Knights Templar and Cartel de Jalisco Nueva Generacion
While the northeastern states of Mexico are typically the most fluid in terms of cartel dynamics and security due to the Zetas-Gulf cartel conflict, violence as a result of the ongoing dispute between the Cartel de Jalisco Nueva Generacion and the Knights Templar turned southwestern Mexico, particularly Guerrero, Michoacan and Jalisco states, into the most active in terms of inter-cartel violence.
As stated during our first quarterly update of 2013, the Cartel de Jalisco Nueva Generacion has made a substantial bid to wrest control of the Knights Templar stronghold of Michoacan state. With community police in southwestern and northern Michoacan state a contributing factor, inter-cartel violence escalated dramatically during the third quarter and will likely continue at presence levels or even escalate further during the fourth quarter.
This has placed the Knights Templar on the defensive, something made apparent by their escalated aggression against authorities during the third quarter and the shifting of the focus of their propaganda from Los Zetas to both the Cartel de Jalisco Nueva Generacion and the community police.
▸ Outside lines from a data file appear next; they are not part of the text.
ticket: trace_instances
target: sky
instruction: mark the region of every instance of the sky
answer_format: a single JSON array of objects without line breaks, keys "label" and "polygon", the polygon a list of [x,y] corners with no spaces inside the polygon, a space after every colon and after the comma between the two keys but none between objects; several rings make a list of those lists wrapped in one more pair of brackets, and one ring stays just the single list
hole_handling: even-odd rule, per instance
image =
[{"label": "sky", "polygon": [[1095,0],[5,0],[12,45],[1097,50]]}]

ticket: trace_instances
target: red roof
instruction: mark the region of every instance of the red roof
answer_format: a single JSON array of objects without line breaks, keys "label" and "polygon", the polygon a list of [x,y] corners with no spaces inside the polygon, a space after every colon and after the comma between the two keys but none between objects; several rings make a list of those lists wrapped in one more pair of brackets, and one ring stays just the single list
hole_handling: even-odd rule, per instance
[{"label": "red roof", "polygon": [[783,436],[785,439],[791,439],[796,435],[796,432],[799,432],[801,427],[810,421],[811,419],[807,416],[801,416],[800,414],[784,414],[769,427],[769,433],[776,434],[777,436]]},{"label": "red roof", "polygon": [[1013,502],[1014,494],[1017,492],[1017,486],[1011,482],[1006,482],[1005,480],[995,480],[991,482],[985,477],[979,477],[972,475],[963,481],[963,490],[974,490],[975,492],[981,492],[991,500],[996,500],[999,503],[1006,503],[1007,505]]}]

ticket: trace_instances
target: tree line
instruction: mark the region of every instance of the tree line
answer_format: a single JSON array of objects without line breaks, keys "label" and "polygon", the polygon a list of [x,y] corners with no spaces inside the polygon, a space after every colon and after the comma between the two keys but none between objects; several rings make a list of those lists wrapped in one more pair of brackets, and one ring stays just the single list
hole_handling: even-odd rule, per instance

Despite this, the Knights Templar probably will not lose substantial territory in Michoacan state nor lose their ability to resist the Cartel de Jalisco Nueva Generacion incursion during the fourth quarter. The Knights Templar are simply firmly planted in Michoacan. The conflict will continue to pose a substantial security threat throughout the state.
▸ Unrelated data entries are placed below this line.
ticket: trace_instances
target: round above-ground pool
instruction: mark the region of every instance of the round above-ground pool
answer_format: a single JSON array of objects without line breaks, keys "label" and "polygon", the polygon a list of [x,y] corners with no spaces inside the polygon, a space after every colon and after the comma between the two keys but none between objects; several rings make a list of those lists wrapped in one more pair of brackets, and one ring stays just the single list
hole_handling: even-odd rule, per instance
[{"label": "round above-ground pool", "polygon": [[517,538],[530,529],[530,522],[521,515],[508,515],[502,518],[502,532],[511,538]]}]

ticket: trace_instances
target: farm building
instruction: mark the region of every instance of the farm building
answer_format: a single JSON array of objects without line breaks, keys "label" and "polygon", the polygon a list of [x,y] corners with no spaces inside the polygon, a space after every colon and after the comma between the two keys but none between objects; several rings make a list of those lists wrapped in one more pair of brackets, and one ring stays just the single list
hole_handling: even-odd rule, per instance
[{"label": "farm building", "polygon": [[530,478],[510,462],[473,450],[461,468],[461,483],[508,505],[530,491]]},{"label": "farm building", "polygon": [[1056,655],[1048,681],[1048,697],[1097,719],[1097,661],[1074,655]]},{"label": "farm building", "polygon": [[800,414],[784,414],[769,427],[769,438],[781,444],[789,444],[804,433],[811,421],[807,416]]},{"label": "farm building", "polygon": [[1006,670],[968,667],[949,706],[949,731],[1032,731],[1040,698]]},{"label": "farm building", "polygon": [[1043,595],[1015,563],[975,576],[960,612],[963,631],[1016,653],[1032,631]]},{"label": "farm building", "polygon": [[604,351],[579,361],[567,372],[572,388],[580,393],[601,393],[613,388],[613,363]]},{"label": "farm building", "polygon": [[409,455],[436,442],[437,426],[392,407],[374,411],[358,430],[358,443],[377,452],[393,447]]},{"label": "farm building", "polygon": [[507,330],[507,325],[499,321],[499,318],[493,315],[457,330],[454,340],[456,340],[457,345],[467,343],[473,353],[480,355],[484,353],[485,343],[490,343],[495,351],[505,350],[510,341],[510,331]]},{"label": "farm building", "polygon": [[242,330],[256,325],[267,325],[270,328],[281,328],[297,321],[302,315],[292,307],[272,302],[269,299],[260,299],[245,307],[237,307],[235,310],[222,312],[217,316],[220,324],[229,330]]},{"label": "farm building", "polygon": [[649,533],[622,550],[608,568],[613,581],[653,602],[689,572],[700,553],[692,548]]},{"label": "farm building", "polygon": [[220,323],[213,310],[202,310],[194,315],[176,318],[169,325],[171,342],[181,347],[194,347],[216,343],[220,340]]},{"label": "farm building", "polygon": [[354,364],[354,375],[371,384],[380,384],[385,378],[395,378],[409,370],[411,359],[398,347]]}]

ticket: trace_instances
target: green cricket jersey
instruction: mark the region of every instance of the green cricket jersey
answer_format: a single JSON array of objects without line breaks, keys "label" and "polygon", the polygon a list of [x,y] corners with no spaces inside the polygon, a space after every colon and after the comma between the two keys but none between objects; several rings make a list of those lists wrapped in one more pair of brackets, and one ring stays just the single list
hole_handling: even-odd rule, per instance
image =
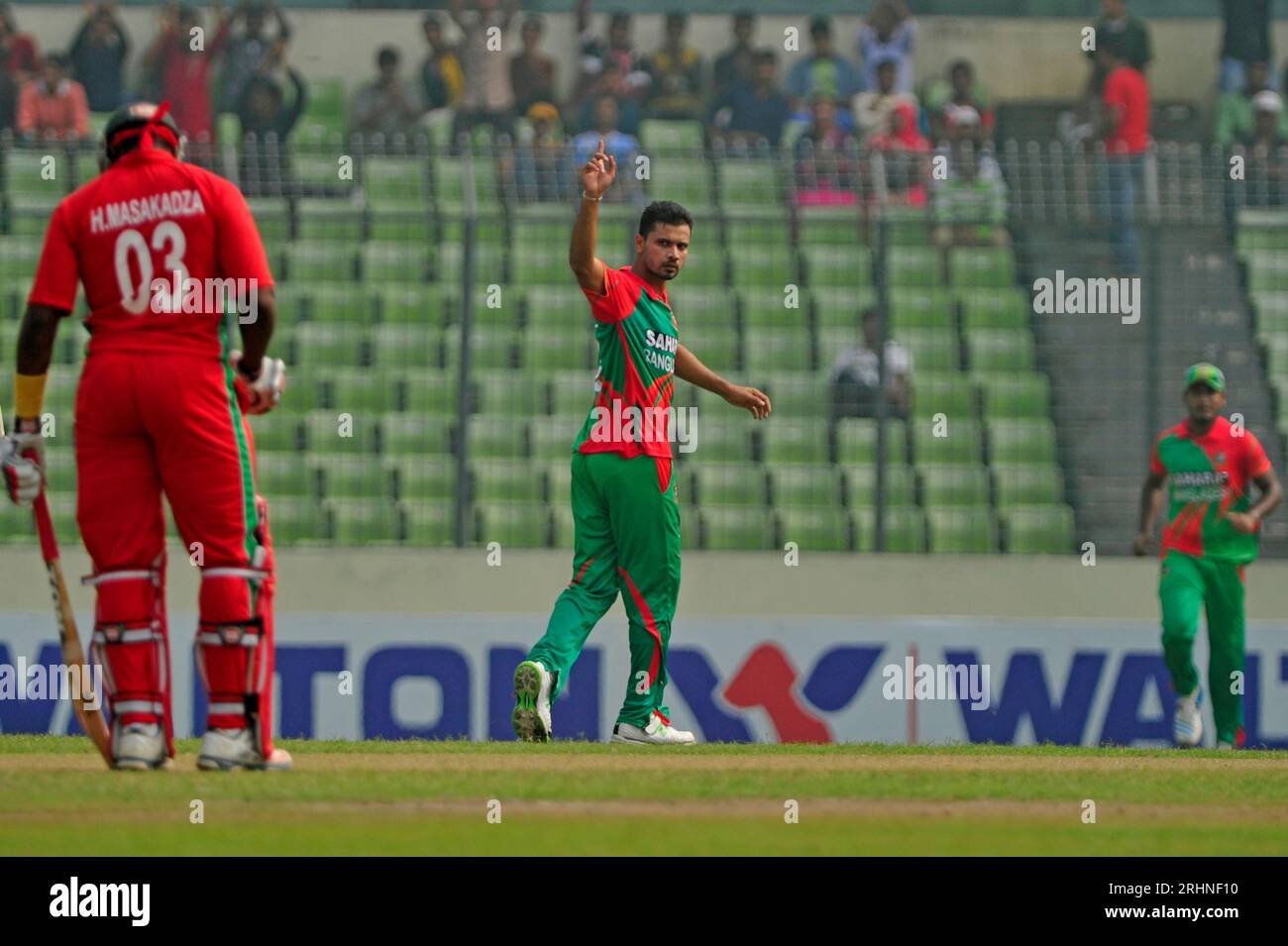
[{"label": "green cricket jersey", "polygon": [[671,458],[670,412],[680,326],[667,301],[630,266],[604,270],[604,293],[582,290],[595,317],[595,403],[574,453]]},{"label": "green cricket jersey", "polygon": [[1149,468],[1166,475],[1170,496],[1162,553],[1230,562],[1257,557],[1257,535],[1244,535],[1225,521],[1226,512],[1243,512],[1252,503],[1248,484],[1270,468],[1261,441],[1251,430],[1239,430],[1217,417],[1203,436],[1182,421],[1164,430],[1154,443]]}]

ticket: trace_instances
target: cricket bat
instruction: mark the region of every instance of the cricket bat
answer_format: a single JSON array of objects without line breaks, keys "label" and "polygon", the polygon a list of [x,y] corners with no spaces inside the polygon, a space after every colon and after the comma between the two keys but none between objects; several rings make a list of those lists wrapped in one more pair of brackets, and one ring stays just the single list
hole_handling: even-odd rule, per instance
[{"label": "cricket bat", "polygon": [[[0,436],[4,436],[4,416],[0,414]],[[94,747],[98,749],[108,767],[112,765],[112,736],[107,730],[107,721],[103,710],[90,709],[88,703],[98,703],[94,698],[90,668],[85,663],[85,650],[81,647],[80,635],[76,631],[76,614],[72,611],[71,596],[67,593],[67,582],[63,579],[63,566],[58,555],[58,537],[54,534],[54,523],[49,516],[49,501],[45,490],[40,490],[35,503],[36,533],[40,537],[40,556],[45,560],[45,570],[49,573],[49,591],[54,598],[54,617],[58,618],[58,641],[63,650],[63,663],[68,668],[76,667],[80,677],[80,692],[71,694],[72,709],[80,719],[81,728],[85,730]]]}]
With the exception of Los Zetas in Ciudad Juarez, little has changed during the third quarter regarding the Sinaloa Federation. As Stratfor has noted, the Sinaloa Federation has been dealing with regional conflicts within its territory in the northwest. This includes the golden triangle region (encompassing northern Sinaloa, northwestern Durango and southwestern Chihuahua), northern Sonora state and southern Chihuahua state. These conflicts continued over the third quarter and will likely remain on course throughout the fourth quarter. None of the existing conflicts will present any serious challenge to the Sinaloa Federation’s territorial control or criminal operations during the fourth quarter.
As mentioned above, Los Zetas have built up a presence around Ciudad Juarez during 2013, potentially marking a new criminal aggressor in Ciudad Juarez. The city already has seen a turf war between the Sinaloa Federation and the Juarez cartel and its allies, La Linea and Los Aztecas, since 2008. Thus far, Los Zetas’ presence in Ciudad Juarez has largely been nonaggressive, and they have apparently limited their operations to trafficking drugs into far western Texas.
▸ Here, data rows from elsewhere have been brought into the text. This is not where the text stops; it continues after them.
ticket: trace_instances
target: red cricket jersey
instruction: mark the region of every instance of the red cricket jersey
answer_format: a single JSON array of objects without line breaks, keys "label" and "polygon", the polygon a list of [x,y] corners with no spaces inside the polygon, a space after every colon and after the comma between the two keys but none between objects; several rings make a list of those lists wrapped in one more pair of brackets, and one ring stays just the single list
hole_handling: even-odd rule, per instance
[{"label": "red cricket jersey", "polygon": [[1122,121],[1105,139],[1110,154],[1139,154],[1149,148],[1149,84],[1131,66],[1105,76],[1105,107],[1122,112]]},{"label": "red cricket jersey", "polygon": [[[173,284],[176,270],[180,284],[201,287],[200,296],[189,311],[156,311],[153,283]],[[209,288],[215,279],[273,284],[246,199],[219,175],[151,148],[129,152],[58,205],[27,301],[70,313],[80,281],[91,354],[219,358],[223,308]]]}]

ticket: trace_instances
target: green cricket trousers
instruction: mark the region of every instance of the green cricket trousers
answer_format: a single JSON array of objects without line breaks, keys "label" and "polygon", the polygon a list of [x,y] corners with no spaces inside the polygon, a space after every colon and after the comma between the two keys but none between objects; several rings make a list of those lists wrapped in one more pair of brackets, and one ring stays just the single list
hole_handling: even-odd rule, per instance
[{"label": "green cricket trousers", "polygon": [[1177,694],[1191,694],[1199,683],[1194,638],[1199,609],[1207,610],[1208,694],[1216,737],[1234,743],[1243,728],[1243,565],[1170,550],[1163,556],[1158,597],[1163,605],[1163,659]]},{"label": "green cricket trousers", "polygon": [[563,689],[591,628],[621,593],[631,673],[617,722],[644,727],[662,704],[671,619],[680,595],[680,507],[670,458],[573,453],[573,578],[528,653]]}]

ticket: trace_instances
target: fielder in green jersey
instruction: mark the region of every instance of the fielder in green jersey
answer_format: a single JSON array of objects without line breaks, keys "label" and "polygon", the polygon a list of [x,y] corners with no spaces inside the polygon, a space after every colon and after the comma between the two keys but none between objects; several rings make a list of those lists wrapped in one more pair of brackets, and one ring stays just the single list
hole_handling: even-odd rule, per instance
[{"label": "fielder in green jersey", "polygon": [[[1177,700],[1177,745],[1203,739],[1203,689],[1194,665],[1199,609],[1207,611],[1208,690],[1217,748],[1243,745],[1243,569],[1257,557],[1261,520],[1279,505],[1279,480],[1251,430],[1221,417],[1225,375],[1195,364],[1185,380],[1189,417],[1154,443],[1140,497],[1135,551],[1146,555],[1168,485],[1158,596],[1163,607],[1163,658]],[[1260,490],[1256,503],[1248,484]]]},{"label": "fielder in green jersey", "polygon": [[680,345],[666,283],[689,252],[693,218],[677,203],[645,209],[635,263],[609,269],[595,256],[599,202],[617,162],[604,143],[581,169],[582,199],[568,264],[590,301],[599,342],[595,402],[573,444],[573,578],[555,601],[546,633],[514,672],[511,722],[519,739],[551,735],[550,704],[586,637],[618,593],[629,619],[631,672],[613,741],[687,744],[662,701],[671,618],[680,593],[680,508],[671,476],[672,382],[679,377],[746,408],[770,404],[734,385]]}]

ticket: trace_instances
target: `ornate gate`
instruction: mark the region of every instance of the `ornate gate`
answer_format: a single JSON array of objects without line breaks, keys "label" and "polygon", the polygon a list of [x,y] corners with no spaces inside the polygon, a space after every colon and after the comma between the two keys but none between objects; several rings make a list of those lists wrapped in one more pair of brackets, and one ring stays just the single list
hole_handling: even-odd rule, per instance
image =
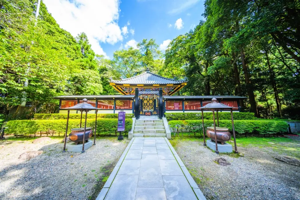
[{"label": "ornate gate", "polygon": [[142,107],[140,109],[141,114],[145,115],[146,112],[150,112],[151,115],[157,114],[157,101],[153,98],[145,98],[141,99],[140,105]]}]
The Sinaloa Federation lost a prominent lieutenant overseeing the region, Gabino “El Ingeniero” Salas Valenciano, on Aug. 8 when Salas died in a firefight with the Mexican army. While no public reports suggest that Los Zetas are attempting to take advantage of his death by striking against Sinaloa interests, it is clear that Salas’ death has triggered some conflict between La Linea and the Sinaloa Federation. On Sept. 22, gunmen opened fire on a family celebrating a local baseball game in Loma Blanca, a community located in southeastern Ciudad Juarez. Ten people died in the attack. While the identity and motive of the shooters remain unknown, some Mexican news agencies have attributed the killing to La Linea. Soon after the shooting, authorities discovered messages in at least eight locations in Ciudad Juarez attributing the shooting to La Linea. Notably, the messages were signed “the people of Gavino (sic) Salas.”
While such messages cannot alone confirm the identity of the attackers or suggest a motivation, they do suggest at least a momentary escalation of violence between the Sinaloa Federation and La Linea. Such a renewed violent campaign could present a moment of opportunity to persuade their allies to attempt to wrest Ciudad Juarez from the Sinaloa Federation — a scenario that would certainly lead to a sharp uptick in violence through Ciudad Juarez and possibly much of northern Chihuahua.